Now to nutrition. I also struggle with nutrition. There is a saying that muscles are built in the kitchen, not in the gym. This means that the majority of the weight gain or muscle gain comes from food.

In Nigeria, where poverty and overpopulation settle across the country, the cost of living is pretty high. The prices of food rise almost daily. To maintain a healthy lifestyle is expensive. Very few people can afford to eat healthily. The majority just want to eat so that they can get on with their day. Thankfully, I have someone to share the burden of the high cost with. We split the bill and buy things in bulk.

There is also the fear of eating what would harm me. I hear fitness and nutrition coaches talk about the type of foods to eat but unfortunately, some of these foods are chemically modified, they are made in the laboratory instead of on farms. I once heard that chickens no longer need to mate before reproducing eggs. Scary, right?

So while I am trying to eat to build weight, I am also conscious of the food I eat because of my health.

Lessons for getting fit with sickle cell

So far, my journey to building muscle and staying fit has been a rollercoaster. Some days are good and some days are not so good, but it's a journey so I keep going.

It is impossible to wrap up without sharing with you some of the lessons I've learned so far:

1. Set your own fitness goal

Only you know what you want. Just be real with yourself. What do you really want?

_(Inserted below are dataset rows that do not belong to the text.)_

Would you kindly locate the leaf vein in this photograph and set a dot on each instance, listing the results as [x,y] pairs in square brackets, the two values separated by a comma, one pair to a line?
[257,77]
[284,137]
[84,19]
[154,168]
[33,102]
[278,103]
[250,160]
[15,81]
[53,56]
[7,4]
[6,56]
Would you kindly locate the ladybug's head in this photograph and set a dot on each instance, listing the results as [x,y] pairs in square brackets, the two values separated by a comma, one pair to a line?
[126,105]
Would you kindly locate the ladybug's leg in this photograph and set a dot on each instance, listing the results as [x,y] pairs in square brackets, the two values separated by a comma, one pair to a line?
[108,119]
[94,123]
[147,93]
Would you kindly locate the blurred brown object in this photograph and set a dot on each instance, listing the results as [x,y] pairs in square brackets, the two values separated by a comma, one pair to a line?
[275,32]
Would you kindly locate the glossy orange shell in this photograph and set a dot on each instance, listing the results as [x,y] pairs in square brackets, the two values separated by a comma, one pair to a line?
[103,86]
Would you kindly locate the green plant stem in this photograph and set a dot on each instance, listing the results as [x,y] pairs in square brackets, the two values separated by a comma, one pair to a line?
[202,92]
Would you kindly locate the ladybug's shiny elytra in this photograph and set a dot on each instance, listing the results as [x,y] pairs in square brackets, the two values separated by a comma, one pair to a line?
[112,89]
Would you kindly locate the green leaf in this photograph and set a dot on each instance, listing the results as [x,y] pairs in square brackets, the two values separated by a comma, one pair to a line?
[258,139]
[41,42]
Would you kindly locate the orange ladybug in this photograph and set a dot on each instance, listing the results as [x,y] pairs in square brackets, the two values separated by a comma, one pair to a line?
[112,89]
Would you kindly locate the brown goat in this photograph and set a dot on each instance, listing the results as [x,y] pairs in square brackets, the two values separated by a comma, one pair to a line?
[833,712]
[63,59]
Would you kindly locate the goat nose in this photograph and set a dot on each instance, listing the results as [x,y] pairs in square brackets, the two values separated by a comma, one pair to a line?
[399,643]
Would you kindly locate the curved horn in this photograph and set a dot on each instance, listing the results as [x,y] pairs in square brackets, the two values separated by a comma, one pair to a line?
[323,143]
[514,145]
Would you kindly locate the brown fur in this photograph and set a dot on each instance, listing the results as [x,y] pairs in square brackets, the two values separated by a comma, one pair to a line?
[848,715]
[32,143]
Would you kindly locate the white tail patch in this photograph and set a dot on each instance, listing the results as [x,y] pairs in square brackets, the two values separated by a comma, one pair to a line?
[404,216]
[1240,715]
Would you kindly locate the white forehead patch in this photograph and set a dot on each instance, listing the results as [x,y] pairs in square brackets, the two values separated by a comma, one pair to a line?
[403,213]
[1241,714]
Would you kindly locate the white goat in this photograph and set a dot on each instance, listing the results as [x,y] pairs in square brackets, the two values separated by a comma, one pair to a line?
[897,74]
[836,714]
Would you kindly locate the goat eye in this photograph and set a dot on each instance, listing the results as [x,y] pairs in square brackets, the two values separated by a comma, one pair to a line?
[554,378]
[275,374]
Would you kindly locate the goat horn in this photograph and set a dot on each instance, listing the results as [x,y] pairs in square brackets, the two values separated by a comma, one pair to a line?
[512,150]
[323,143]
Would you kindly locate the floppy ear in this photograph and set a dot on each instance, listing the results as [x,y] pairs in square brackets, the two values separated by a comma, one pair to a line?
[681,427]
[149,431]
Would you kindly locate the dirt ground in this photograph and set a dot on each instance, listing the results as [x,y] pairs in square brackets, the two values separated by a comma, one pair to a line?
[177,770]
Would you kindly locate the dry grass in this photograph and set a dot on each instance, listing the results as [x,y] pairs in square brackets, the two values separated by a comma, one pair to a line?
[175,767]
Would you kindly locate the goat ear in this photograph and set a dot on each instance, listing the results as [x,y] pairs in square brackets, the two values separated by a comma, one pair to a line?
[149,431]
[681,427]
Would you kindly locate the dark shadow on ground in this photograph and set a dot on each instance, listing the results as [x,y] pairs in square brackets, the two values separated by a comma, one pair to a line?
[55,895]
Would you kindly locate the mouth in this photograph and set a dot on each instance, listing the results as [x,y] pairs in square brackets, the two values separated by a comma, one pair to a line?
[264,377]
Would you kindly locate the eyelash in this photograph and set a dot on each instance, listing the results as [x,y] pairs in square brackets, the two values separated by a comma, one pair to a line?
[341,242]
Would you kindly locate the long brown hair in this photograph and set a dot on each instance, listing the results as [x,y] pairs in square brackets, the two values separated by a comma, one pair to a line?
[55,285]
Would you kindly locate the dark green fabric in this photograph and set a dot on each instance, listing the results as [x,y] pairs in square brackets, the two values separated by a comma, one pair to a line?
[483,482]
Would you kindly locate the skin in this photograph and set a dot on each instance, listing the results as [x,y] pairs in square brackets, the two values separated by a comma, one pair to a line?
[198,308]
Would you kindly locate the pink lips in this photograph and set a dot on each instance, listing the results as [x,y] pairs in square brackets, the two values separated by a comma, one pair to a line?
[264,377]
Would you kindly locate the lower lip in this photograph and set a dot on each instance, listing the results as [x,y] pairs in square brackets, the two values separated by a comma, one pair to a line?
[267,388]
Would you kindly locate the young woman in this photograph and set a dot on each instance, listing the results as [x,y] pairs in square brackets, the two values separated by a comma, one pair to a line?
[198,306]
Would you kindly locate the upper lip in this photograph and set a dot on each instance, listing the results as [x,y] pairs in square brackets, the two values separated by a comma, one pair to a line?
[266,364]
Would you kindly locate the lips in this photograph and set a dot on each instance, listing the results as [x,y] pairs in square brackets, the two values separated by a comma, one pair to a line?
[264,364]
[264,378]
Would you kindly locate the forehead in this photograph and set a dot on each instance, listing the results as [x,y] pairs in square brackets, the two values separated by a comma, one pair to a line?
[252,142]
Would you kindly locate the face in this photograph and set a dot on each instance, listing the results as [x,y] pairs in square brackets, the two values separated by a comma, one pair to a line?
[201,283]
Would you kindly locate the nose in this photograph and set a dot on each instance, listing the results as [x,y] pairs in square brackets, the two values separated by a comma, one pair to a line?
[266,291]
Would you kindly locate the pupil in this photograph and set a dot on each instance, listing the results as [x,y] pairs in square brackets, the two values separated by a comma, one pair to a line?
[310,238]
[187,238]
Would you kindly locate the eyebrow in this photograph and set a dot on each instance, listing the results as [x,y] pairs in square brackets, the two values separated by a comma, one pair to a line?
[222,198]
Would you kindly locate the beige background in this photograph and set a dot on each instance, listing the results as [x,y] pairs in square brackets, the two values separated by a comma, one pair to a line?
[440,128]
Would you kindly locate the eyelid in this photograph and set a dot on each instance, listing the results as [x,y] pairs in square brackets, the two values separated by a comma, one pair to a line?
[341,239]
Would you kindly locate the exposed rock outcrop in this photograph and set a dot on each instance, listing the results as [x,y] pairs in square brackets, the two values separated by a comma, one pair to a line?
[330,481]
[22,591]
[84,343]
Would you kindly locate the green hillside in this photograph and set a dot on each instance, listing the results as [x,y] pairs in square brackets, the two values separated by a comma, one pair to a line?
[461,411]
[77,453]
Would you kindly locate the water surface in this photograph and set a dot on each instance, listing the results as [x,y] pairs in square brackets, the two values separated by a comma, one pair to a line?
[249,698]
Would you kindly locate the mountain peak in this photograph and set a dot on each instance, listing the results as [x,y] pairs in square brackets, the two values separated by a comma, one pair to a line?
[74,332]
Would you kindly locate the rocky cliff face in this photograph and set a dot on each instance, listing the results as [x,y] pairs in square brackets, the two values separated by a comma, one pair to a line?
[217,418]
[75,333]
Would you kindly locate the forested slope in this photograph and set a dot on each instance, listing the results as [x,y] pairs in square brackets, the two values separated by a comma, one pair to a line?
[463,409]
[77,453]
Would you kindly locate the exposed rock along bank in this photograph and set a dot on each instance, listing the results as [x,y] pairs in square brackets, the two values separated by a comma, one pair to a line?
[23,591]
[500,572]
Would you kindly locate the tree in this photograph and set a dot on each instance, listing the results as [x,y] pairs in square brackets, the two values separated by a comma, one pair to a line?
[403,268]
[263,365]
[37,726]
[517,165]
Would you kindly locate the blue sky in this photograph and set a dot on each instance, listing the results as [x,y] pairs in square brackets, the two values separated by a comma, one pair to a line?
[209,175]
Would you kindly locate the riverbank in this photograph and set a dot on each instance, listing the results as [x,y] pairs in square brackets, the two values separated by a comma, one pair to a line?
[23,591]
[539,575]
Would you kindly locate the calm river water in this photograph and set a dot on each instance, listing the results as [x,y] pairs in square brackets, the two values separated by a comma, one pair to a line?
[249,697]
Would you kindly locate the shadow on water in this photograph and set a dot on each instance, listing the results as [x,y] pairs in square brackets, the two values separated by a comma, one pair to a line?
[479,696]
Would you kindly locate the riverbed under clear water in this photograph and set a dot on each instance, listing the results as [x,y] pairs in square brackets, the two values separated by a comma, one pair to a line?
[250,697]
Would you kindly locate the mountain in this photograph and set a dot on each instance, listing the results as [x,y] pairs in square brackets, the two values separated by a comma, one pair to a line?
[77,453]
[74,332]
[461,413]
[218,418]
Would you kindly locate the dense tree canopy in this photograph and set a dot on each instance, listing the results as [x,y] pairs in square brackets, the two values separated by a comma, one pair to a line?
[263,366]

I asked myself that question and I realized that what I wanted was to be bigger than I am now. It is okay if you like your body now and you just want to stay fit or you want to lose some fat. That's fine. Just make sure that the fitness goal you're setting is one that you want for yourself.

2. Be realistic with yourself

It is important to be realistic with yourself even after setting a goal that is meant for you.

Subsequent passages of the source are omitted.